One possible explanation may rely on the unmatched antigenic ELISA design with the circulating strains. Sheep are likely infected by a mix of lentiviruses including strains of different genotypes, even within the same flock or individual [33,34,35], thereby enlarging the antigenic repertoire to be detected. Cross-reaction paradigm among Maedi Visna (genotypes A1–3) and CAEV (genotype B1) strains was described in the 1990s when only few genotypes were known [36,37,38,39]. However, molecular methods have allowed the discovery of more than 25 novel subtypes within genotypes A [40] and B [28], and even completely new genotypes such as C [41] and E [42] in recent years. Indeed, a variable proportion of seronegative samples have been evidenced as infected by PCR in this study and elsewhere [13,17,43,44]. Accordingly, efficiencies of the individual tests, regardless serological or molecular, when referred to the Total infected result were low. In this situation, an adequate strategy, involving multiple ELISA testing combined with molecular methods, should be ideally established, not only for epidemiological or control purposes, but also in studies evaluating two cohorts of infected vs uninfected animals when assessing genetic resistance or production losses. Accurate identification of infected animals will reduce the risk of perpetuating the infection in controlled flocks. Additionally, new diagnostic strategies, based on both ELISA and PCR, should be updated aiming at detecting animals infected with new SRLV antigenic variants.
Alternative control strategies explored so far include genetic selection of resistant variants. Based on genome-wide association studies (GWAS), TMEM154 specific alleles at position 35 (E/K) have been associated to SRLV infection susceptibility, in terms of serological reaction [18,24,26], but also proviral load [20]. Up to date, susceptibility to SRLV in animals showing homozygous (E/E) or heterozygous (E/K) genotypes has been tested in American, but also European and Asian ovine breeds.

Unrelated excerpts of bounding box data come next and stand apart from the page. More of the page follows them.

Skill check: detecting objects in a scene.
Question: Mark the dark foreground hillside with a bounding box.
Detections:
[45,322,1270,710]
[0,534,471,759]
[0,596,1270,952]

Since a natural susceptibility may account for the differences found in ELISA and qPCR performances presented in this work, a TMEM154 genotyping method was developed and applied to all the animals.

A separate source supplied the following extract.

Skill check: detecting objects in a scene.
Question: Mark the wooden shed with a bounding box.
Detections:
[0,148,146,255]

Fluorogenic probes were efficient and easy-to-design tools to genotype ovine DNA for E35K SNP. Allele frequency reflected previous observations and did significantly differ among breeds. Raza Navarra, a meat-oriented breed, showed a KK-resistant genotype frequency higher than 80%, very similar to previous results obtained in rasa Aragonesa, a closely related breed [19]. Despite the TMEM154 resistant profile found, SRLV infection is widely distributed in this breed (this study and [4], as it is in the milk-oriented breed latxa Navarra, which also showed a high frequency of the resistant genotype [18,45]). Churra flocks despite showing a prevalent frequency of the resistant genotype, were all seropositive at different degrees depending on the diagnostic test applied. By contrast, assaf sheep showed a high frequency of the susceptible genotype, either homo or heterozygote, of around 80% that, however, was not associated with SRLV infection. Whether this is extensive to other productive breeds showing resistant genotypes, as lacaune for example (Table S4), is currently unknown.

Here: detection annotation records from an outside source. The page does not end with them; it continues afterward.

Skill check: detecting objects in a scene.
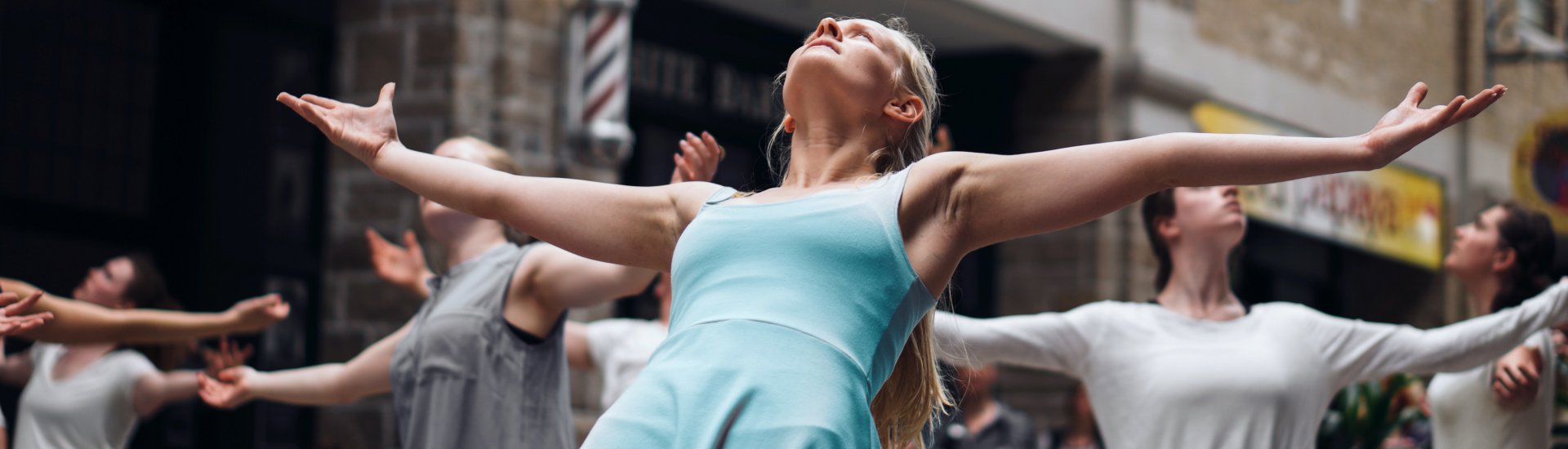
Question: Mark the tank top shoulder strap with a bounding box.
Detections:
[702,187,735,207]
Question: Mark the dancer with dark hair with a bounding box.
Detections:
[201,136,723,447]
[0,255,256,447]
[938,187,1568,447]
[1427,202,1557,447]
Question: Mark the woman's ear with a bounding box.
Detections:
[883,94,925,124]
[1154,216,1181,243]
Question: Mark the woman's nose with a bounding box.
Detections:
[817,17,844,39]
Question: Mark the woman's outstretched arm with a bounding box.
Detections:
[910,83,1505,250]
[1292,279,1568,386]
[0,278,288,344]
[199,322,412,408]
[278,83,718,270]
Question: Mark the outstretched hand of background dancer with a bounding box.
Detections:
[670,131,724,184]
[196,366,256,410]
[201,337,254,376]
[1365,83,1508,168]
[225,294,288,333]
[0,291,55,336]
[278,83,399,165]
[365,228,434,296]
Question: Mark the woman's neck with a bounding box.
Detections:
[442,231,506,270]
[779,121,886,189]
[1156,245,1246,320]
[1460,275,1502,317]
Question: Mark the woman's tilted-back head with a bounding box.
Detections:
[768,17,939,179]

Among breeds studied, only latxa breed showed a constant association between TMEM154 genotyping and SRLV infection status regardless of the test used for animal classification. Similarly, raza Navarra animals classified by ELISA#2 as uninfected more likely encoded a K/K resistant genotype. Regarding proviral load, no association was found with TMEM154 genotype as shown in Figure 4D. Meaningful association with proviral load should be evaluated not only in the context of infection status, but also involving evaluation of clinical signs in studied animals.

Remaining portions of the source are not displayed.